In version 3.9, Native Histograms is no longer experimental, and the feature flag `native-histogram` has no effect.  You must now turn on
the config setting `scrape_native_histograms` to collect Native Histogram samples from exporters.

#### Changelog

- \[CHANGE] Native Histograms are no longer experimental! Make the `native-histogram` feature flag a no-op. Use `scrape_native_histograms` config option instead. [#17528](prometheus/prometheus#17528)
- \[CHANGE] API: Add maximum limit of 10,000 sets of statistics to TSDB status endpoint. [#17647](prometheus/prometheus#17647)
- \[FEATURE] API: Add /api/v1/features for clients to understand which features are supported. [#17427](prometheus/prometheus#17427)
- \[FEATURE] Promtool: Add `start_timestamp` field for unit tests. [#17636](prometheus/prometheus#17636)
- \[FEATURE] Promtool: Add `--format seriesjson` option to `tsdb dump` to output just series labels in JSON format. [#13409](prometheus/prometheus#13409)
- \[FEATURE] Add `--storage.tsdb.delay-compact-file.path` flag for better interoperability with Thanos. [#17435](prometheus/prometheus#17435)
- \[FEATURE] UI: Add an option on the query drop-down menu to duplicate that query panel. [#17714](prometheus/prometheus#17714)
- \[ENHANCEMENT]: TSDB: add flag `--storage.tsdb.block-reload-interval` to configure TSDB Block Reload Interval. [#16728](prometheus/prometheus#16728)
- \[ENHANCEMENT] UI: Add graph option to start the chart's Y axis at zero. [#17565](prometheus/prometheus#17565)
- \[ENHANCEMENT] Scraping: Classic protobuf format no longer requires the unit in the metric name. [#16834](prometheus/prometheus#16834)
- \[ENHANCEMENT] PromQL, Rules, SD, Scraping: Add native histograms to complement existing summaries. [#17374](prometheus/prometheus#17374)
- \[ENHANCEMENT] Notifications: Add a histogram `prometheus_notifications_latency_histogram_seconds` to complement the existing summary. [#16637](prometheus/prometheus#16637)
- \[ENHANCEMENT] Remote-write: Add custom scope support for AzureAD authentication. [#17483](prometheus/prometheus#17483)
- \[ENHANCEMENT] SD: add a `config` label with job name for most `prometheus_sd_refresh` metrics. [#17138](prometheus/prometheus#17138)
- \[ENHANCEMENT] TSDB: New histogram `prometheus_tsdb_sample_ooo_delta`, the distribution of out-of-order samples in seconds.
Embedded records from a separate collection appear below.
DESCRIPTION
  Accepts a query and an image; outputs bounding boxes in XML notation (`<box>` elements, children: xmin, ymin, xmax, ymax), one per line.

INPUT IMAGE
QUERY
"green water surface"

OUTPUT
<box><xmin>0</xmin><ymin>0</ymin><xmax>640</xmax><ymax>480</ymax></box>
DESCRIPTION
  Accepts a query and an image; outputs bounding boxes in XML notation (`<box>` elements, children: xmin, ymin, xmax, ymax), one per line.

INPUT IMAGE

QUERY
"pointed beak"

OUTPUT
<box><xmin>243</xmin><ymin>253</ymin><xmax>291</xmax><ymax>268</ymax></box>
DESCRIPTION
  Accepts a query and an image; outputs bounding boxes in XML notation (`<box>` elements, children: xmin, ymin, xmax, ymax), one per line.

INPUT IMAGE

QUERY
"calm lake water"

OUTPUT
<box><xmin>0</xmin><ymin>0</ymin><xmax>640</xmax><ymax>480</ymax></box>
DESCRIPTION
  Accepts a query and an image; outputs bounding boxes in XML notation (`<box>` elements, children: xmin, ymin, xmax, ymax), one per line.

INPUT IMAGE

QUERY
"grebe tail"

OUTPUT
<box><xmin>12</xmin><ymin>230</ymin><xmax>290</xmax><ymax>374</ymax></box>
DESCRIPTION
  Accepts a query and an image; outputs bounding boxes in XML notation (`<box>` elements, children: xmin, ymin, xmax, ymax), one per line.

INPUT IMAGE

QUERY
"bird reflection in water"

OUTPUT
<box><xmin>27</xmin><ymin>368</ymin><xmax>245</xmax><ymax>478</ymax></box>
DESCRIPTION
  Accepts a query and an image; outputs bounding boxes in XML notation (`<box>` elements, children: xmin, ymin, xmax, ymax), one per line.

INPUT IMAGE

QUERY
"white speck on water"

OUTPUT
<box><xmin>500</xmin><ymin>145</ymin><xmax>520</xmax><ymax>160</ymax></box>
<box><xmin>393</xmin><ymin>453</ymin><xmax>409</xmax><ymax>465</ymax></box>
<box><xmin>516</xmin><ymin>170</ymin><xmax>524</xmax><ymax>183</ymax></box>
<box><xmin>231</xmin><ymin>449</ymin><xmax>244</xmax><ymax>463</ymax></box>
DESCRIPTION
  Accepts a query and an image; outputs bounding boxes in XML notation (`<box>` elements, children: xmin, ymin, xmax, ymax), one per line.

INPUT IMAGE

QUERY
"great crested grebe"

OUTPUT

Collected for all samples, accepted or not. [#17477](prometheus/prometheus#17477)
- \[ENHANCEMENT] Remote-read: Validate histograms received via remote-read. [#17561](prometheus/prometheus#17561)
- \[PERF] TSDB: Small optimizations to postings index. [#17439](prometheus/prometheus#17439)
- \[PERF] Scraping: Speed up relabelling of series. [#17530](prometheus/prometheus#17530)
- \[PERF] PromQL: Small optimisations in binary operators. [#17524](prometheus/prometheus#17524), [#17519](prometheus/prometheus#17519).
- \[BUGFIX] UI: PromQL autocomplete now shows the correct type and HELP text for OpenMetrics counters whose samples end in `_total`. [#17682](prometheus/prometheus#17682)
- \[BUGFIX] UI: Fixed codemirror-promql incorrectly showing label completion suggestions after the closing curly brace of a vector selector. [#17602](prometheus/prometheus#17602)
- \[BUGFIX] UI: Query editor no longer suggests a duration unit if one is already present after a number. [#17605](prometheus/prometheus#17605)
- \[BUGFIX] PromQL: Fix some "vector cannot contain metrics with the same labelset" errors when experimental delayed name removal is enabled. [#17678](prometheus/prometheus#17678)
- \[BUGFIX] PromQL: Fix possible corruption of PromQL text if the query had an empty `ignoring()` and non-empty grouping. [#17643](prometheus/prometheus#17643)
- \[BUGFIX] PromQL: Fix resets/changes to return empty results for anchored selectors when all samples are outside the range. [#17479](prometheus/prometheus#17479)
- \[BUGFIX] PromQL: Check more consistently for many-to-one matching in filter binary operators. [#17668](prometheus/prometheus#17668)
- \[BUGFIX] PromQL: Fix collision in unary negation with non-overlapping series. [#17708](prometheus/prometheus#17708)
- \[BUGFIX] PromQL: Fix collision in label\_join and label\_replace with non-overlapping series. [#17703](prometheus/prometheus#17703)
- \[BUGFIX] PromQL: Fix bug with inconsistent results for queries with OR expression when experimental delayed name removal is enabled. [#17161](prometheus/prometheus#17161)
- \[BUGFIX] PromQL: Ensure that `rate`/`increase`/`delta` of histograms results in a gauge histogram. [#17608](prometheus/prometheus#17608)
- \[BUGFIX] PromQL: Do not panic while iterating over invalid histograms. [#17559](prometheus/prometheus#17559)
- \[BUGFIX] TSDB: Reject chunk files whose encoded chunk length overflows int. [#17533](prometheus/prometheus#17533)
- \[BUGFIX] TSDB: Do not panic during resolution reduction of invalid histograms. [#17561](prometheus/prometheus#17561)
- \[BUGFIX] Remote-write Receive: Avoid duplicate labels when experimental type-and-unit-label feature is enabled. [#17546](prometheus/prometheus#17546)
- \[BUGFIX] OTLP Receiver: Only write metadata to disk when experimental metadata-wal-records feature is enabled. [#17472](prometheus/prometheus#17472)
renovate bot added a commit to sdwilsh/ansible-playbooks that referenced this pull request Jan 10, 2026
##### [\`v3.9.1\`](https://github.com/prometheus/prometheus/releases/tag/v3.9.1)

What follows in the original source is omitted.